Во всем, что создает Тарковский для съемок детства, исключительная тщательность и точность. Зрители узнают мелочи быта, которые сопровождали их послевоенное детства, то, что еще живет в памяти: темные бревенчатые стены, пахнущие смолой, кружевные, вздутые ветром занавески, керосинку с чадящим пламенем, стеклянные бутыли с нежными стеблями полевых цветов.
Тарковский старается вернуть мгновение, запечатлевшееся в детской памяти, остановить его. Насытиться прохладной крынкой с молоком, усеянной каплями. Порыв ветра сбивает со стола кувшин. Белое молоко медленно расплывается по темному дереву. Медленно, очень медленно льется на пол, превращая растекающуюся белизну в событие запечатленного чуда. Так было, было! Тарковский смакует мгновения: шквал ветра за окном, взвившиеся занавески, фигурки бритых детей. Так будет теперь всегда, стоит лишь включить кинопроектор.
Им руководит стремление передать факт, не забираясь в дебри кинематографических иносказаний.

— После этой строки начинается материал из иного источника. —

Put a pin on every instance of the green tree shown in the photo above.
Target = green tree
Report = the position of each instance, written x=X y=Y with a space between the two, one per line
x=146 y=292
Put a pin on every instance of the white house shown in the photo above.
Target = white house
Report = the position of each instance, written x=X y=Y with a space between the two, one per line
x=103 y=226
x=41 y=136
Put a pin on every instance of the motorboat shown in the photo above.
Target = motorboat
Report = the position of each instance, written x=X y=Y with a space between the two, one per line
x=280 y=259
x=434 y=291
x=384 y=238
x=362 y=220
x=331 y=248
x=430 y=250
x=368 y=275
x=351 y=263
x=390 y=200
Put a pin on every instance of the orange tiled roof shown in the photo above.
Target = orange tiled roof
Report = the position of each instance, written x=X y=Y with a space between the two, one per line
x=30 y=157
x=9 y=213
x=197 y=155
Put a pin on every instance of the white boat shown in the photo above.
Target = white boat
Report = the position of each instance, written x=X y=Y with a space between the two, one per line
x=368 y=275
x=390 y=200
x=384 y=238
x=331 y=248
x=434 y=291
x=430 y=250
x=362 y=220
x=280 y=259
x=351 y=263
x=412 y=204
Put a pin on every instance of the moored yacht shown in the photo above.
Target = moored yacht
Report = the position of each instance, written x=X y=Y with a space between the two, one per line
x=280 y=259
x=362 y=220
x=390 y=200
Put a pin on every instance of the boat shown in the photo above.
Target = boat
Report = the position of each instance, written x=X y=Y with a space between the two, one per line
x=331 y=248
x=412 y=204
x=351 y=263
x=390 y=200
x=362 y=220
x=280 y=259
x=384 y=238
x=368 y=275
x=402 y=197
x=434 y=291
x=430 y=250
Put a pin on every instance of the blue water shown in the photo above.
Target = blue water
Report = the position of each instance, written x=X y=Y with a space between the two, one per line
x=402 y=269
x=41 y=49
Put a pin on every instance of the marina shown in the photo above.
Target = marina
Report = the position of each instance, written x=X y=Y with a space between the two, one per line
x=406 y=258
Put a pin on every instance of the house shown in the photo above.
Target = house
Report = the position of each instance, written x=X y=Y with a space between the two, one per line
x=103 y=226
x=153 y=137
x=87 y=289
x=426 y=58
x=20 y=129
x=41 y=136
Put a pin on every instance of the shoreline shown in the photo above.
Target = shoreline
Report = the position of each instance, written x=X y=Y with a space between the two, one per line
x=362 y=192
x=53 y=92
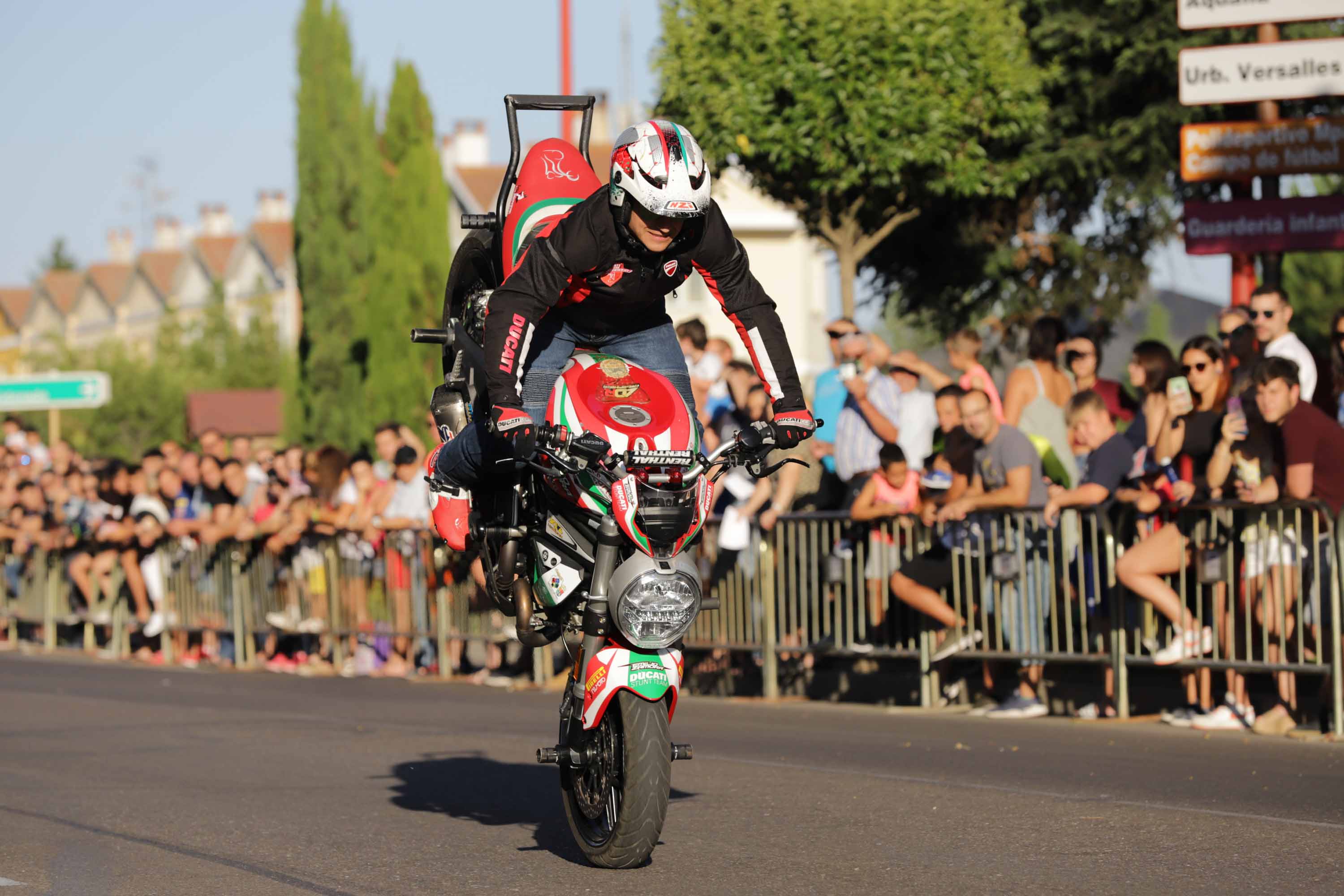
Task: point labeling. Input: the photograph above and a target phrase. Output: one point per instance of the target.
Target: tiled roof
(236, 412)
(15, 303)
(62, 287)
(276, 240)
(159, 268)
(217, 252)
(109, 280)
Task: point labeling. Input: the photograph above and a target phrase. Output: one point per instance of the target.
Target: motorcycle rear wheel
(633, 769)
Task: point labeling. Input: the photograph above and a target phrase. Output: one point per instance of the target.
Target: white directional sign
(1254, 72)
(1226, 14)
(54, 392)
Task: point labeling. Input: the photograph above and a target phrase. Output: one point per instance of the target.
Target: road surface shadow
(492, 793)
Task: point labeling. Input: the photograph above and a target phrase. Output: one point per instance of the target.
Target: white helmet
(660, 166)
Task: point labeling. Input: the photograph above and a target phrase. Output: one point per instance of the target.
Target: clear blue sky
(207, 89)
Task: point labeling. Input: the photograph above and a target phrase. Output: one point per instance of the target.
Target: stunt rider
(599, 280)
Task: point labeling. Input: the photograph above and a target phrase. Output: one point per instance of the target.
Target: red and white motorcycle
(590, 535)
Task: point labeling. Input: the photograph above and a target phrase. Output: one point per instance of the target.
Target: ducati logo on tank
(551, 160)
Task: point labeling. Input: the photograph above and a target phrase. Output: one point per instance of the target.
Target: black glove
(518, 428)
(792, 428)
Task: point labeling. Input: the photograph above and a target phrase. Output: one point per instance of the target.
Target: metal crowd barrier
(338, 589)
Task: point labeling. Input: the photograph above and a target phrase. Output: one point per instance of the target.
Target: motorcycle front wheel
(617, 802)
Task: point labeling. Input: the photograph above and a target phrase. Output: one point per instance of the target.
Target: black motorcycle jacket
(604, 281)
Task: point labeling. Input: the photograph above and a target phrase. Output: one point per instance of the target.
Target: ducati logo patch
(617, 272)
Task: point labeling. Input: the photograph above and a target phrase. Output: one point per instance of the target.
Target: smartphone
(1179, 396)
(1234, 409)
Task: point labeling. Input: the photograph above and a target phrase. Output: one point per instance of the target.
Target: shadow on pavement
(492, 793)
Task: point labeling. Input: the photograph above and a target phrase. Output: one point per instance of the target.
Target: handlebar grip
(480, 222)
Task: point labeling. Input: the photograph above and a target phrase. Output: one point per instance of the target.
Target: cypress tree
(336, 154)
(410, 260)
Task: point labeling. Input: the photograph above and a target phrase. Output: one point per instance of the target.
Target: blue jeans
(474, 450)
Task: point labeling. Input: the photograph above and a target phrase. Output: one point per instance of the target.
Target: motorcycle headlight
(658, 607)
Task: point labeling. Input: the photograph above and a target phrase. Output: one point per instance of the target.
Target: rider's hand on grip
(792, 428)
(518, 428)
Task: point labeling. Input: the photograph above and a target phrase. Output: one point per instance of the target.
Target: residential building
(128, 296)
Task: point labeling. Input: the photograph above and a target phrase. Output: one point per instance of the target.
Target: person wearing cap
(917, 418)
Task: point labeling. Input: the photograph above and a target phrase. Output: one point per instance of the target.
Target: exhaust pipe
(527, 636)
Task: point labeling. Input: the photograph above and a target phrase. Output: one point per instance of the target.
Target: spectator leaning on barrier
(1035, 398)
(1008, 476)
(1082, 358)
(1338, 365)
(917, 417)
(1150, 369)
(1272, 312)
(869, 417)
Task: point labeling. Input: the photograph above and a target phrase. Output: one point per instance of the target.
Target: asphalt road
(119, 780)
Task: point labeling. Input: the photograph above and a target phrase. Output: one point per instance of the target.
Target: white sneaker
(1186, 645)
(1226, 718)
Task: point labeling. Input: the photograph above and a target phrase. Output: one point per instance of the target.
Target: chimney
(167, 234)
(601, 132)
(467, 147)
(272, 206)
(121, 246)
(215, 221)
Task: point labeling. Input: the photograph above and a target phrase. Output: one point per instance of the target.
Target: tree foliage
(861, 115)
(334, 224)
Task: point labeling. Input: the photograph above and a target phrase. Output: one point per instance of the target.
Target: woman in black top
(1194, 435)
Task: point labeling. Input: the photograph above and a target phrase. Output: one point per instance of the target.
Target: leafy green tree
(58, 257)
(334, 224)
(861, 115)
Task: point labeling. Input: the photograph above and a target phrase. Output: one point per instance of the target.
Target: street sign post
(68, 390)
(1223, 14)
(1245, 150)
(56, 393)
(1254, 72)
(1264, 225)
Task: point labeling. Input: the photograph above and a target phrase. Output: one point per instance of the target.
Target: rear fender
(650, 676)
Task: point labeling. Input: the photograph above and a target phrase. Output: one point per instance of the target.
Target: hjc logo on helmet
(551, 160)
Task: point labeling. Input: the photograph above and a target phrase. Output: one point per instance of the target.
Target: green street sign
(56, 392)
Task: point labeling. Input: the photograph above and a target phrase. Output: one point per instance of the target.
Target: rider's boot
(449, 505)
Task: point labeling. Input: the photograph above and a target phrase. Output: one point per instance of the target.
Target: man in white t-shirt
(917, 418)
(1271, 315)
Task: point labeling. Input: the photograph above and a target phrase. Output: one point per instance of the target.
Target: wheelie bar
(551, 755)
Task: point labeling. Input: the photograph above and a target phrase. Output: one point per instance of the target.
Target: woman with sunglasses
(1338, 365)
(1194, 435)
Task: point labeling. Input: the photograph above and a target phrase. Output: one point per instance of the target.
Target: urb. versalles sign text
(1264, 225)
(1254, 72)
(1225, 14)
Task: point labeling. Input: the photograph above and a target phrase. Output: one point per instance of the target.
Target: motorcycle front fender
(650, 676)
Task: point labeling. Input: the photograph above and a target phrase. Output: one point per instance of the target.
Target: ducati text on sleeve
(515, 335)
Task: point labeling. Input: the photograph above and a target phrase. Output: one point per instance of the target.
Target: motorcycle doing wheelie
(589, 536)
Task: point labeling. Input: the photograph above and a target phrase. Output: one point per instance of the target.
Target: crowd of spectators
(108, 523)
(1229, 418)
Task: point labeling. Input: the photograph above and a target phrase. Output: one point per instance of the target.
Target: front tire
(617, 804)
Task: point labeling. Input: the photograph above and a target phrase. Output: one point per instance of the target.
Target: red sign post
(1264, 225)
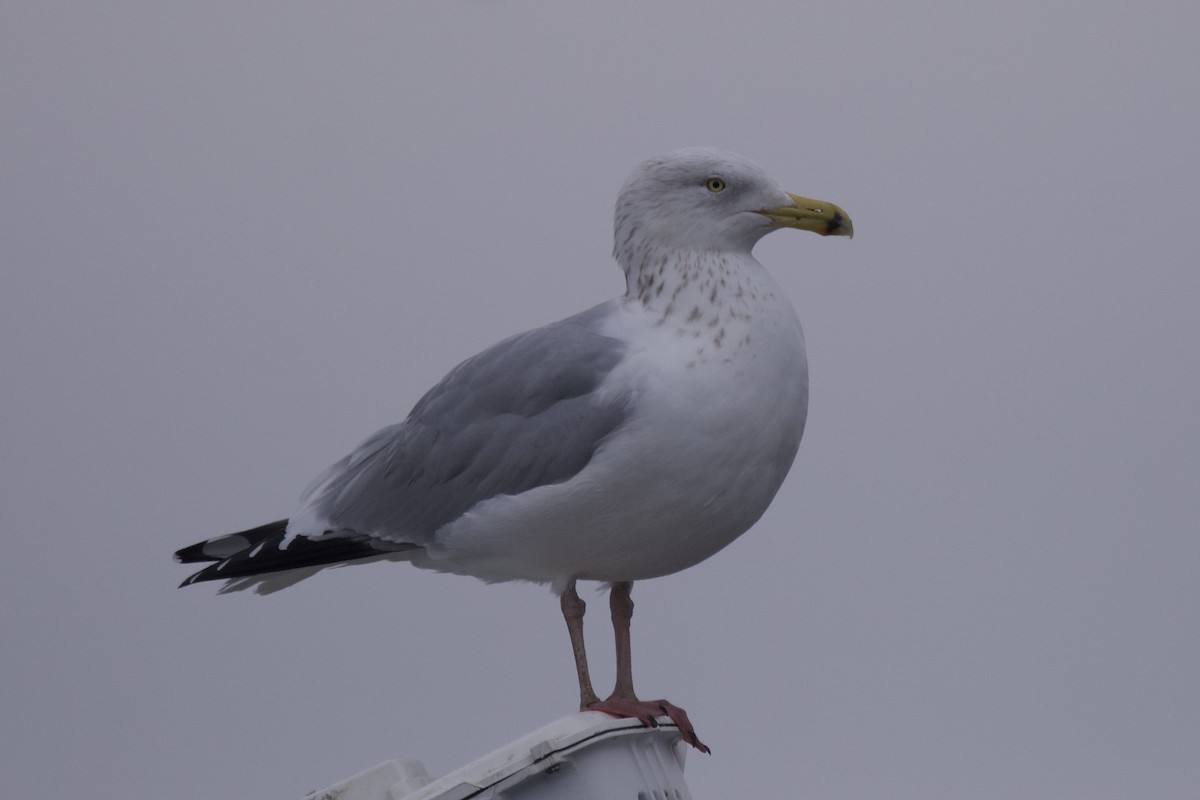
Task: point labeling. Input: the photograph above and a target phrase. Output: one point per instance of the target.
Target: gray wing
(525, 413)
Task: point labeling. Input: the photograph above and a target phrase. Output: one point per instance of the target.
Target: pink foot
(646, 710)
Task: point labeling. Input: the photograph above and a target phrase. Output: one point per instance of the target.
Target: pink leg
(623, 702)
(573, 612)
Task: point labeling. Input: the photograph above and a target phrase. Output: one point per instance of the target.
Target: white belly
(714, 427)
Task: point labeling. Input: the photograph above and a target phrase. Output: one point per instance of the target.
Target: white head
(705, 199)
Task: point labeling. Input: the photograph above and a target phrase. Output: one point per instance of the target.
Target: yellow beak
(807, 214)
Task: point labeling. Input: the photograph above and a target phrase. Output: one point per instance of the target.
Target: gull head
(705, 199)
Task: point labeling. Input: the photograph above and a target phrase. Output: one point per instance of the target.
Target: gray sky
(238, 238)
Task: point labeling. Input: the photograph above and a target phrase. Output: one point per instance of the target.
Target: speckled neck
(707, 293)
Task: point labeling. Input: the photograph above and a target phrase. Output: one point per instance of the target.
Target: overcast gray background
(238, 238)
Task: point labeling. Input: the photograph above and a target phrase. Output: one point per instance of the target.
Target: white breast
(718, 413)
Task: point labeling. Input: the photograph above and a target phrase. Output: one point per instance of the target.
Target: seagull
(628, 441)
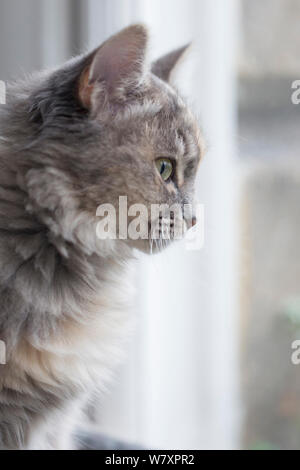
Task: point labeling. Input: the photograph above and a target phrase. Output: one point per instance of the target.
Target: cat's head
(110, 124)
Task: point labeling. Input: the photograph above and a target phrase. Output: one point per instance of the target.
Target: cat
(105, 124)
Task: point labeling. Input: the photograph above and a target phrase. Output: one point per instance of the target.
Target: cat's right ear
(117, 66)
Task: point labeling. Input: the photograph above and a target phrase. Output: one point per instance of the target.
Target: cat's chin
(150, 247)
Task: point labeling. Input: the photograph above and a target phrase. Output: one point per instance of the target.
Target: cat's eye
(165, 168)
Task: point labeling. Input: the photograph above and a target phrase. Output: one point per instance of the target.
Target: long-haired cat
(104, 125)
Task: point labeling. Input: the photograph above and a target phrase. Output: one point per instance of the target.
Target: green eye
(164, 167)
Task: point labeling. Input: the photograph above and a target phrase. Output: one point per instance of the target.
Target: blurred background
(210, 364)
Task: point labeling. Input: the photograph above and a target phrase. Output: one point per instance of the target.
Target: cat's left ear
(119, 65)
(164, 66)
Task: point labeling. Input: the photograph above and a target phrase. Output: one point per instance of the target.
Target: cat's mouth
(161, 234)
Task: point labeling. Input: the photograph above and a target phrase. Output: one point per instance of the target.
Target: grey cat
(105, 124)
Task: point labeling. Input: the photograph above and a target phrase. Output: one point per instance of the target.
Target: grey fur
(62, 313)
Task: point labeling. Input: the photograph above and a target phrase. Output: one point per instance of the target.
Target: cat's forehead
(175, 117)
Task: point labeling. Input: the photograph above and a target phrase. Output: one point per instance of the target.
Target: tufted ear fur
(117, 67)
(164, 66)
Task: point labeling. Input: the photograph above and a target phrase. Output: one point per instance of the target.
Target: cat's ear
(118, 65)
(164, 66)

Для этого, считает он, достаточно совмещения документальности с конкретикой живого образа.
Искусство и хроника — два полюса, между которыми режиссер располагает мир своих фильмов. В «Иваново детство» вклинились, как бы случайно, зловещие гравюры Дюрера. В «Зеркале» мальчик листает толстый том Леонардо под звуки музыки Баха и Перголези. Параллельно с Леонардо — хроника: покидающие родину испанские дети, рвущиеся в Мадриде бомбы. И первые стратостаты и дирижабли в московском небе — все это возвращает неповторимый вкус времени, его запечатленное дыхание, переплетает настоящее с вечным.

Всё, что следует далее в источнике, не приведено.